First-principles study of the sulfur K and L2,3 edges of transition metal disulfide monolayers, MS2 (M=Mo, W and Re)

Abstract

By means of the energy loss near edge structure (ELNES) analysis, the electronic structures of layered transition metal disulfides were studied. In the framework of full potential linearized augmented plane wave method, ELNES spectra of sulfur K and L2,3 edges of layered MoS2, WS2 and ReS2 have been calculated at magic angle conditions, and compared with those of bulks and the only existing experimental fine structure. Compared to the bulks, the energy differences between the main peaks in sulfur K and L2,3 edges of monolayers decrease due to the slightly larger bond lengths that it can be used as a fingerprint for monolayers. Sulfur K edges in monolayers include some main features originated from electron transition to pz (π) and px+py (σ) states and their hybridization. The overall dispersions of the sulfur L2,3 edges in all cases are similar to the d-symmetry density of states. The first two features in L2,3 edge of bulks and monolayers can be attributed to electron transition of sulfur 2p to the both unoccupied 3s-like states of sulfur and 4d states of transition metal atoms.
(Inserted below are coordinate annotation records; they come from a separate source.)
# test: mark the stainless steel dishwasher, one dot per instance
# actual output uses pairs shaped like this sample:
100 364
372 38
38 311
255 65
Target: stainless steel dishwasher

Due to the considerable amount of s states at the energy position of a shoulder like structure in L2,3 edge of both bulks and monolayers, these structures can be assigned to the sulfur 2p electron transition to unoccupied sulfur 3s states. The other features at higher energies are due to the transition of sulfur 2p electrons to the d-symmetry states of sulfur. In addition, due to the considerable energy band gaps, it seems that the use of core–hole approximation is essential for accurate reproduction of ELNES features of transition metal disulfides.